Music while coding: placebo or truly helpful?

Let me set the scene: It’s 11pm on a brisk Friday and you have a project due Monday morning. The text editor is as colorful as a christmas tree and there’s a cup of coffee just off to the side. A long crack of your knuckles brings phalanges to keys. It’s the calm before the storm and all is quiet. Too quiet. You open your music program of choice and start listening to a playlist comprised of Brian Eno, Aphex Twin, and Tycho. Switches meet circuits and code starts to fill the screen. Alternating between the coffee and debugging, you’ve hit a wall. There’s a bug whose origin isn’t exactly clear. You stop the music, you need to think.

Was it necessary to stop the music? Was it even helping in the first place?

The answer isn’t definitely clear but some background information can help understand it. Software engineer William Narmontas breaks it down into an easily understood idea. “Programming falls into two camps, creative and repetitive”. When writing code is in the creative state, you’re trying to solve a problem. Typically, the problems you face are ones you haven’t encountered before and are unsure about the best solution. This is where silence is key. Not only does silence relive stress and tension, it helps to replenish our mental resources. Long story short, our brains can do more and better work when the amount of sensory input is limited. Next time you encounter a bug, try turning the music off. Enjoy the quietness and try to solve the problem.

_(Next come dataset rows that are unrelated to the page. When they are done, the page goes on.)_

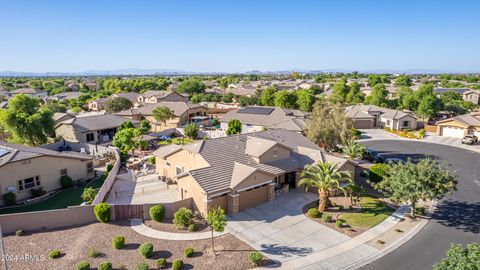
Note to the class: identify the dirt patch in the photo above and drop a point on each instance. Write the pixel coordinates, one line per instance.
(74, 243)
(168, 226)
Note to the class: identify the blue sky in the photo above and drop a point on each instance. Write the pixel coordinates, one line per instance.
(236, 36)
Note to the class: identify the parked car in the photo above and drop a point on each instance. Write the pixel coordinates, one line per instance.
(470, 139)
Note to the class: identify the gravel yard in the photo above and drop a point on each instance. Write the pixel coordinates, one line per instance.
(76, 242)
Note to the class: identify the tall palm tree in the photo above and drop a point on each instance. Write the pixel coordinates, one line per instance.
(326, 177)
(162, 114)
(353, 150)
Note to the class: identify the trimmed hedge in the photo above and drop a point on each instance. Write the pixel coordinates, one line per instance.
(157, 212)
(102, 212)
(378, 171)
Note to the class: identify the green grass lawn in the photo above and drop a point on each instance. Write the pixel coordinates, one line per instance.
(373, 212)
(176, 141)
(62, 199)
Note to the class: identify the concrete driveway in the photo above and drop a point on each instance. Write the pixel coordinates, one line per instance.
(280, 230)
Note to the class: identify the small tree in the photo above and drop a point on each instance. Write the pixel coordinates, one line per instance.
(353, 150)
(191, 130)
(217, 221)
(326, 177)
(409, 182)
(460, 258)
(234, 127)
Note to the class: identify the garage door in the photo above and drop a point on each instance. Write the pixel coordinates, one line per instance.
(253, 197)
(453, 132)
(363, 124)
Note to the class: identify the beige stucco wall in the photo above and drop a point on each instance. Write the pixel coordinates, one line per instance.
(184, 159)
(47, 168)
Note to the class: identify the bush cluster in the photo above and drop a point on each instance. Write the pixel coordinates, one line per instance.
(157, 212)
(146, 250)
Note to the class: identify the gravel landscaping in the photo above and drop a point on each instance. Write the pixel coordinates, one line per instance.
(75, 243)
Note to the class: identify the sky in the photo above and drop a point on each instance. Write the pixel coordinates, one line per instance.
(238, 36)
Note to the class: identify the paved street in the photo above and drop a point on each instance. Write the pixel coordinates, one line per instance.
(457, 218)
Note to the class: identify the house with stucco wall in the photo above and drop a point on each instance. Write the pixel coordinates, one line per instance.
(241, 171)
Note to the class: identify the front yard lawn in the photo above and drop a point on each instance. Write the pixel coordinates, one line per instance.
(373, 212)
(176, 141)
(62, 199)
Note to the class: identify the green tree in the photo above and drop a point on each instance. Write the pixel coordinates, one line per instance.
(234, 127)
(191, 86)
(162, 114)
(460, 258)
(117, 104)
(268, 96)
(27, 121)
(217, 220)
(191, 130)
(378, 96)
(353, 150)
(285, 99)
(326, 177)
(305, 99)
(328, 126)
(410, 182)
(127, 139)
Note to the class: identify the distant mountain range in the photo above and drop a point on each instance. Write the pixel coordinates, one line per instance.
(138, 71)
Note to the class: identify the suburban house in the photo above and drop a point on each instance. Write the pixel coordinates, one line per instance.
(97, 104)
(242, 171)
(155, 96)
(183, 113)
(460, 126)
(91, 129)
(29, 91)
(258, 118)
(24, 168)
(371, 116)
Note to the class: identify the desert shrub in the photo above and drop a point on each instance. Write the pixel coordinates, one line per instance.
(66, 181)
(255, 258)
(160, 263)
(142, 266)
(146, 250)
(378, 171)
(327, 217)
(177, 264)
(83, 265)
(93, 253)
(313, 213)
(420, 210)
(37, 192)
(102, 212)
(105, 266)
(183, 217)
(118, 242)
(157, 212)
(54, 254)
(109, 167)
(9, 198)
(188, 252)
(339, 223)
(192, 227)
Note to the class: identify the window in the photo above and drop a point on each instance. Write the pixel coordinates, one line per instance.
(90, 167)
(28, 183)
(90, 137)
(178, 170)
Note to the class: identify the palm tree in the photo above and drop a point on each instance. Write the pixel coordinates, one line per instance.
(326, 177)
(162, 114)
(353, 150)
(354, 190)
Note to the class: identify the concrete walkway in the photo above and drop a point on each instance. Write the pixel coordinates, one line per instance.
(138, 226)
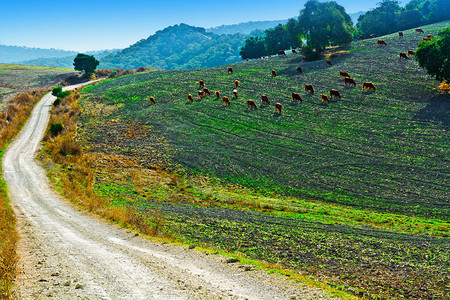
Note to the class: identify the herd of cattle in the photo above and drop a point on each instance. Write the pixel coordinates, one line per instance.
(251, 104)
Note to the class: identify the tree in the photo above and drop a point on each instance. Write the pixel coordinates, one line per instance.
(85, 63)
(325, 24)
(434, 55)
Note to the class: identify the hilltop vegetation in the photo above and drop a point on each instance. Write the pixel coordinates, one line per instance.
(354, 191)
(178, 47)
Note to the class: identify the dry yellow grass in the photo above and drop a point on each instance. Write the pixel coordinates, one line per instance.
(11, 121)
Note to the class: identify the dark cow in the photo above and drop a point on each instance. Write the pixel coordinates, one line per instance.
(309, 88)
(225, 100)
(278, 107)
(334, 93)
(325, 98)
(349, 81)
(251, 104)
(368, 85)
(343, 74)
(265, 100)
(296, 97)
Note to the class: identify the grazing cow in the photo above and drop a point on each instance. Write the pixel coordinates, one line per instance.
(368, 85)
(265, 100)
(325, 98)
(251, 104)
(225, 100)
(344, 74)
(309, 88)
(334, 93)
(349, 81)
(296, 97)
(278, 107)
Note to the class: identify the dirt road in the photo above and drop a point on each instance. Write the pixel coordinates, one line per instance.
(66, 253)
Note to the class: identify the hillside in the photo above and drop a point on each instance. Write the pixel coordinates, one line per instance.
(178, 47)
(354, 192)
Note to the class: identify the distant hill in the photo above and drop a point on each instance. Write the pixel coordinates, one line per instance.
(178, 47)
(66, 61)
(15, 54)
(245, 27)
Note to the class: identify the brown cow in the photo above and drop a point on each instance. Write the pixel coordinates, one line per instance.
(251, 104)
(368, 85)
(278, 107)
(334, 93)
(206, 91)
(349, 81)
(265, 100)
(296, 97)
(225, 100)
(325, 98)
(308, 87)
(343, 74)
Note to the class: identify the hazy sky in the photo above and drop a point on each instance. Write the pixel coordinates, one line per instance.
(99, 24)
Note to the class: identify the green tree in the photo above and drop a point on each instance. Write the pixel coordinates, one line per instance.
(325, 24)
(85, 63)
(434, 55)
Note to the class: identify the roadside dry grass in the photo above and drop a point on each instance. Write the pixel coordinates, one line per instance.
(11, 121)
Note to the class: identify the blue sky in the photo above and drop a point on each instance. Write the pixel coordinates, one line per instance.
(99, 24)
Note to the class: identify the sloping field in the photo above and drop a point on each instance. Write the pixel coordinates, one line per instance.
(383, 151)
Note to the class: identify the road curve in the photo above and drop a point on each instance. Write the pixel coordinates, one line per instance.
(67, 253)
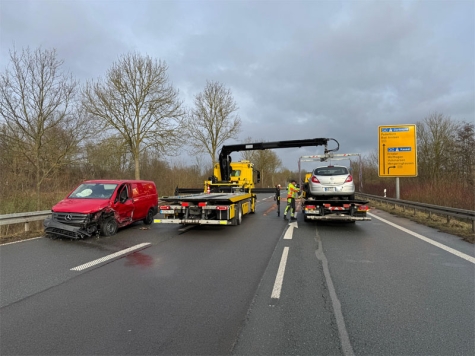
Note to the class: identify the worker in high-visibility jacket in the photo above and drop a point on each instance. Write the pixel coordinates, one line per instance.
(292, 194)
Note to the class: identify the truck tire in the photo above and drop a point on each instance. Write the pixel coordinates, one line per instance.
(149, 218)
(109, 227)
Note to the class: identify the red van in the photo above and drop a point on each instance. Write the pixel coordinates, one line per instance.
(101, 207)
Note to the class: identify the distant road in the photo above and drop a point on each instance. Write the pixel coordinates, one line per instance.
(262, 288)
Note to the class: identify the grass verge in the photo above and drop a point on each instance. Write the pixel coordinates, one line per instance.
(455, 227)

The other side of programming, as mentioned, is repetition. No matter if it’s declaring includes and setting up the int main or writing a nested for loop, you can pretty much write them in your sleep. These aspects of programming do not require much brain power and are the perfect opportunities to listen to music. You, the programmer, want to finish these parts as quickly as possible to allow time for solving the more complex problems involved in the project. Listening to music makes repetitive tasks more enjoyable by increasing happiness and efficiency. This bump in productivity can be attributed to increased mood from listening to music, according to some recent studies. Just starting off the project and creating the outline is the perfect time to let the music flow.

So to answer the question in the title, it depends. Find yourself working on a difficult problem/bug? Turn off the music and use the silence to your benefit. Writing the basic setup for the project? Put those headphones on and enjoy the musical stylings of Trent Reznor and Atticus Ross to help grind through the monotony of declaring your variables.